Thank GOD I have all of you people on here to turn to. These past few years have been gut wrenching. I've ready every one of the replies above and on other posts and everyone says to let my son be and let him figure it out.
My son is back in town today doing who knows what. He blew $300 on a hotel right down the street from my home. (Yes I checked his bank today and know exactly where he is staying). He blew hundreds over the weekend, got a bus ticket and came back here, got a hotel room and is eating at places in the area around here.
I'm blown away that he is back in town and has not called asking for his clothes, laptop or shoes, etc. He left early last week with very little - even his suitcase is here.
Regardless, it sickens me as to what he might doing and how he is wasting so much money. I will be blamed because I "kicked him out".
It's so hard, I miss him, I miss how he was before he got addicted to pot and alcohol. He's my son - I thought he'd grow up to make me proud and help me as I get older. I thought we'd always be close. I protected him, never missed a school function, did everything for him.
Here's what I need help with!!!! I keep bouncing back and forth between.... I get angry and tell myself I did the right thing by kicking him out, he needs to learn the hard way what life is about. Then I have these panic attacks thinking what if he suddenly died, I kicked him out, called him irresponsible, immature, etc.... told him never to come back unless he was employed or in school, that our relationship was ruined....
Last time I kicked him out he told everyone "My mom gave up on me". To hear that I was crushed. (Is that a trick to play on my guilt)?????
HELP!!! I'm feeling so awful, guilty, unsure, devastated.... what if something happens to him and this is how we left it?
But then I think - ungrateful little brat, he never appreciated anything, didn't respect me in my home, couldn't pay me a small amount of rent to help with expenses yet has blown hundreds on nonsense. How do I deal with all these conflicting feelings? At work today I was fine - I was busy and it kept my mind off things. Then at one point I even hoped he might contact me and say "Mom, I love you, I've screwed up big time, can I at least come by and pick up some clean clothes?".... but no. Not a peep.

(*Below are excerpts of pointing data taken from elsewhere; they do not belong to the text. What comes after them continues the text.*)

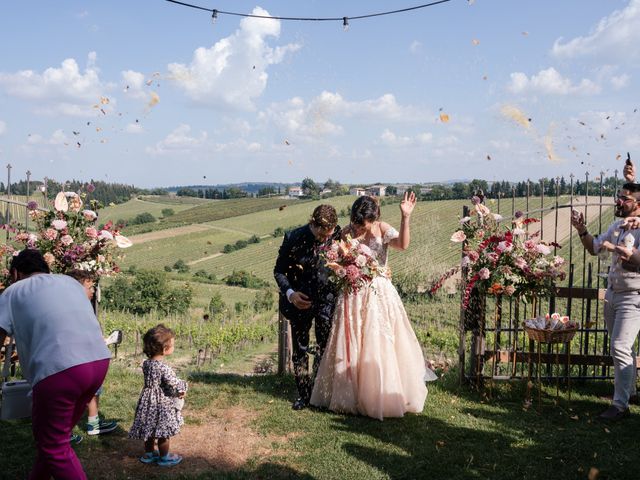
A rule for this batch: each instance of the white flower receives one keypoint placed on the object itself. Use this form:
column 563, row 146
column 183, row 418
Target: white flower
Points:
column 59, row 224
column 89, row 215
column 66, row 239
column 543, row 249
column 60, row 203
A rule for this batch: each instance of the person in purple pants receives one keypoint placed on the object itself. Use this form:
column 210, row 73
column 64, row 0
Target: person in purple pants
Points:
column 62, row 354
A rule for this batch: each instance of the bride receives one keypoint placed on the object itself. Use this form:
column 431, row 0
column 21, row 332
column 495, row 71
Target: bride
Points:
column 373, row 364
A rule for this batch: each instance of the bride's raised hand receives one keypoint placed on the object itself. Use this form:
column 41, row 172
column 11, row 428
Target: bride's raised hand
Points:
column 408, row 203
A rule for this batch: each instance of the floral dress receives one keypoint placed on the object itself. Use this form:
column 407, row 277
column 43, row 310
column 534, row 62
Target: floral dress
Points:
column 157, row 413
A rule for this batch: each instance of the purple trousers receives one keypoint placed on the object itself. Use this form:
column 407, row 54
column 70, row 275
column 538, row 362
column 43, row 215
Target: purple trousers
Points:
column 58, row 403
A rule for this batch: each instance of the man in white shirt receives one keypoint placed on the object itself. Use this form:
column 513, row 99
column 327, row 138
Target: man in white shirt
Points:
column 62, row 354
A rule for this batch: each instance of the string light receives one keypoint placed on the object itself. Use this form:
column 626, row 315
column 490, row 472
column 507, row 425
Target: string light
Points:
column 344, row 20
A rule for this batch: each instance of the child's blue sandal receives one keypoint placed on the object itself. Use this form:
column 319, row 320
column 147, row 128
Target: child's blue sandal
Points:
column 150, row 457
column 169, row 460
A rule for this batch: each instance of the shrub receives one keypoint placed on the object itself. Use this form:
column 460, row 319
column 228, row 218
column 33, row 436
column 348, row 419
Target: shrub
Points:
column 147, row 291
column 180, row 266
column 244, row 279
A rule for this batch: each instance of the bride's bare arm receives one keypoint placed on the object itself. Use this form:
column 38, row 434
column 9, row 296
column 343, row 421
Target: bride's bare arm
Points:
column 406, row 208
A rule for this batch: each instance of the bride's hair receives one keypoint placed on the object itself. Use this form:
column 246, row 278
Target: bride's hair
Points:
column 365, row 209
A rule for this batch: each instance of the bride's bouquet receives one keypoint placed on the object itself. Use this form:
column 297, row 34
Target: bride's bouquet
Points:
column 352, row 265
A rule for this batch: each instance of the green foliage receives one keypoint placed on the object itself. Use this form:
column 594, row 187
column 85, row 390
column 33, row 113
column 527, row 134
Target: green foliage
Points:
column 147, row 291
column 241, row 278
column 216, row 305
column 180, row 266
column 142, row 218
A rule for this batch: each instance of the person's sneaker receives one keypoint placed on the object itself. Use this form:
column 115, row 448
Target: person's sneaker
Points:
column 150, row 457
column 101, row 426
column 169, row 460
column 613, row 414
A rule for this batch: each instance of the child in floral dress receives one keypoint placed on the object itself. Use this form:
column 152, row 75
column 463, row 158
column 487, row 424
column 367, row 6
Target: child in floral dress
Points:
column 158, row 417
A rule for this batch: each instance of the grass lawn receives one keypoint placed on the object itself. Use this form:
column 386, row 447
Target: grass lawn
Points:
column 241, row 426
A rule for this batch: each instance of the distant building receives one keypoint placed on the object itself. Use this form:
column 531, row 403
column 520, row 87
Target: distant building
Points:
column 376, row 191
column 295, row 192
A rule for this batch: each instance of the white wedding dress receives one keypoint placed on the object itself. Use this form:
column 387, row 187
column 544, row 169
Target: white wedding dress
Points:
column 373, row 364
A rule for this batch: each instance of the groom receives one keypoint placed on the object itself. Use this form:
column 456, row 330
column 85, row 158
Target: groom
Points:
column 306, row 293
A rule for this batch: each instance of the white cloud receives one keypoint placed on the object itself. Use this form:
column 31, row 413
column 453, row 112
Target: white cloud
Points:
column 64, row 90
column 616, row 35
column 179, row 141
column 551, row 82
column 233, row 72
column 392, row 140
column 620, row 81
column 320, row 116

And what makes this worse is my birthday is this week on Friday. My former boss (feeling so sorry for me and everything I've gone thru has rented me a condo down at the beach). He has been a father figure to me for over 25 years and has seen all the crap I've been thru. He's always been there for me. I don't even feel like going but I will.
I am trying to stay strong. I miss my son so much but this time, he has to learn the hard way he will never take advantage of me again. This is like death. I've lost everyone else - this just tops it all, my very own son.
I will stay strong, not contact him, try not to be obsessed with what he is doing. He's not worried about me so I have to stay focused on my life. I promise you guys I'm listening to you - I read you all loud and clear! It's just so friggin hard.
Oh and I am going to NOT contact his uncle, and stay out of the inheritance issue as recommended above. Detaching. It's hard, I want to save him from himself but that is enabling... not gonna do it.